“Their Fight is Our Fight”

Part of the large crowd rallying in support of gun control legislation in Washington, DC, on March 24, 2018.

There is a spirit of revolt in the land — from teacher strikes and protests in red states to Parkland students organizing mass demonstrations against the National Rifle Association and traditional thinking on guns and gun control. Add in women’s marches against the Trump presidency, the Black Lives Matter movement, and organizing by Dreamers and the nation may be on the verge of a genuine political pivot.

So far, none of these movements have achieved their goals (or anything close), but they are indications of a new political and social energy. “These strikes of the teachers, combined with the Parkland students uniting on the issue of gun violence with inner-city communities of color and kids that have been facing it every day of their lives, to the women’s march, to the immigrants and Dreamers that kept pressing Congress to do the right thing, the key lesson here that is being learned is that when we organize together — and when teachers organize together in unions — we have the power to make incredible changes,” Mary Kay Henry, international president of the Service Employees International Union, told CNN.

Teacher activism is the latest result of widening discontent, and it has arisen in conservative and politically inert states. That is no accident, for the teacher strikes and protests are a direct reaction to the rightwing policies adopted in red states. The teachers’ demands may not be partisan, but they are linked to the draconian tax cuts and austerity of Republican-controlled legislatures. Beginning in West Virginia, and now spreading to Oklahoma, Kentucky, and Arizona, the teacher rebellion is, like so many labor actions, a demand for higher wages and better benefits, but it is also a product of decades of budgetary cutbacks that frequently targeted public schools.

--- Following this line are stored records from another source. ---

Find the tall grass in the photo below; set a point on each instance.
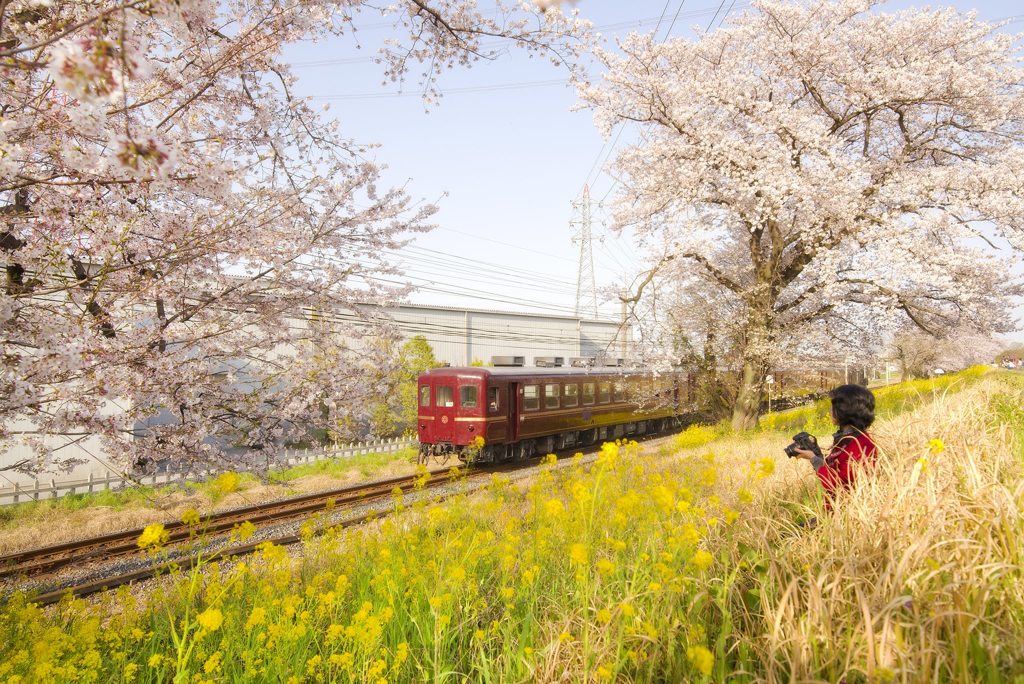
(889, 401)
(689, 566)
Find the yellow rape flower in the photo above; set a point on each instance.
(190, 517)
(245, 530)
(701, 658)
(578, 554)
(257, 616)
(154, 537)
(553, 508)
(210, 620)
(212, 664)
(702, 560)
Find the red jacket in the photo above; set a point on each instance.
(851, 451)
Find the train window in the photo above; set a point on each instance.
(551, 396)
(570, 394)
(530, 397)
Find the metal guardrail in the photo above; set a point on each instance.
(53, 487)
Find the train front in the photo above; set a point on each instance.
(452, 417)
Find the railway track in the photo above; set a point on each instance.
(51, 559)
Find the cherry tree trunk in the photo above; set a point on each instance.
(748, 407)
(752, 375)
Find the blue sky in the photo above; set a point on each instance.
(504, 156)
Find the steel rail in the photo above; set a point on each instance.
(52, 558)
(186, 563)
(189, 562)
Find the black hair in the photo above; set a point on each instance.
(853, 405)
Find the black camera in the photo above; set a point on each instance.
(803, 440)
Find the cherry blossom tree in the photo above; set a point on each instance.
(824, 166)
(192, 252)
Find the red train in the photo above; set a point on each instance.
(520, 412)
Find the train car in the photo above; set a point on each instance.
(515, 413)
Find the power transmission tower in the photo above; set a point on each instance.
(586, 285)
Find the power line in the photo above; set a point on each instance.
(673, 25)
(448, 91)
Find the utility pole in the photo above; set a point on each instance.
(586, 285)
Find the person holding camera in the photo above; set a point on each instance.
(853, 413)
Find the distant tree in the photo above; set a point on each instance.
(189, 246)
(920, 353)
(395, 414)
(825, 171)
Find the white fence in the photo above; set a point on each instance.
(53, 487)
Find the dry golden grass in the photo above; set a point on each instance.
(919, 576)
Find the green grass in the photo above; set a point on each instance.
(368, 465)
(213, 489)
(20, 513)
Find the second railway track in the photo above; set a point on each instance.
(53, 558)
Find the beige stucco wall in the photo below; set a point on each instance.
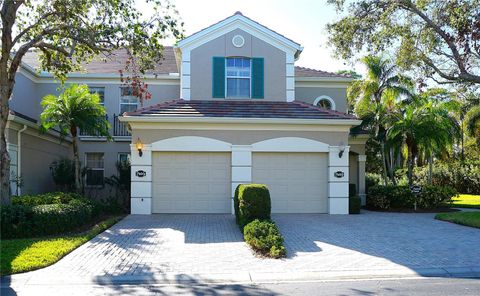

A crumbling classroom in Guthrie, Oklahoma. Republicans in the Sooner State have slashed school budgets.

Budgetary slashing became particularly acute following the 2008 recession. While the economy has recovered, many red states have not allocated more money for education.  Often, they have imposed even more drastic cuts. A report by the Center on Budget and Policy Priorities found that in 29 states, “Total spending per student was lower in the 2015 school year than in the 2008 school year” in real dollars. In 17 states, the cut in spending was 10 percent or more. Budgetary shortfalls meant that almost 18 percent of underpaid teachers were forced to work a second job during the 2015-2016 school year. 

Arizona provided 36.6 percent less funding per student in 2015 than in 2008, adjusted for inflation, and in Oklahoma the drop was 15.6 percent. Not all the states that spent less in 2015 were red states, and blue states have pockets of underperforming schools in inner cities. Just this week, teachers in the Anacostia region of the nation’s capital walked out of class to protest unsafe building conditions. 

West Virginia teachers demonstrating inside the state capitol in Charleston.

In February, frustrated teachers in West Virginia walked off the job, forcing 277,000 public school students to miss class. Thousands of teachers marched on the state capitol in Charleston to protest. While West Virginia actually spent more on education in 2015 than in 2008, the state still ranked 48th in average teacher salaries in the nation (including the District of Columbia). The strike ended when the state’s Republican Governor James Justice signed a bill giving the teachers a five percent raise.  

This week, Oklahoma teachers went on strike, demanding the state restore education funding. “I’m fed up,” said Rusty Bradley, a high school technology teacher in Muskogee, Oklahoma. Bradley’s classroom computers are more than a decade old, which, in the world of modern technology, is several generations out of date. Oklahoma teachers rank 49th in pay, and the state spends only $8,000 per student, far below the national average of $11,400. Many Oklahoma school districts have been forced to hold classes only four days a week to save money on heating and electricity.

Kentucky teachers protesting proposed cuts to their pensions.

In Kentucky, teachers rallied at the state capital in Frankfort against proposed cuts in their pensions. In Arizona, teachers threaten to strike if they do not receive a 20 percent pay raise and a promise of more spending on schools. Governor Doug Ducey, a Republican, said he would not agree to the teachers’ demands, guaranteeing a continuing standoff and, perhaps, more drastic labor action. 

The protests and strikes by teachers have just begun. It is still too early to know how extensive the activism will be, but if it merges with opposition to President Donald Trump and the traditional fiscal austerity practiced by Republican-controlled state legislatures, the labor actions could be the beginning of a broader movement for change in American politics. The teachers in many states show an understanding of the importance of appealing to larger constituencies — parents of school children, for example — by refusing to confine their protests only to pay. Many of the rallies and demonstrations stress deteriorating conditions — aging and outdated textbooks, rickety buildings, reduction in class time, and cutbacks in extracurricular activities — as well as low pay. 

Oklahoma Republican Governor Mary Fallin

While it is unlikely that a deep-red state like Oklahoma will go blue soon (Arizona is another matter), the protests may aid Democratic prospects in this year’s midterm elections. Recently, progressive as well as moderate Democrats won elections in unlikely places. Democrat Conor Lamb triumphed last month in a deeply red Pennsylvania congressional district. In eight special elections in Oklahoma since Trump’s inauguration the swing to Democrats was an astonishing 32.1 percentage points. The electoral shift is no surprise considering that the state’s governor, Republican Mary Fallin, has a 61 percent disapproval rating.

The teacher protests may undermine the Republican political strategy of running on last year’s tax cuts. At the same time, Democratic candidates who can tap into the current discontent — underpaid teachers, parents disgusted with underperforming schools, women rebelling against persistent sexual harassment, minorities throwing off the shackles of oppression — could help the party regain control of Congress in 2018. As for 2020, one potential Democratic presidential candidate, Elizabeth Warren, already has voiced a possible winning strategy, tweeting a few days ago, “Teachers in OK, KY, WV, & all across the country change the lives of little girls and boys every day. They deserve our respect & support. I stand in solidarity with those teachers who are fighting to support their families & invest in their students. Their fight is our fight.”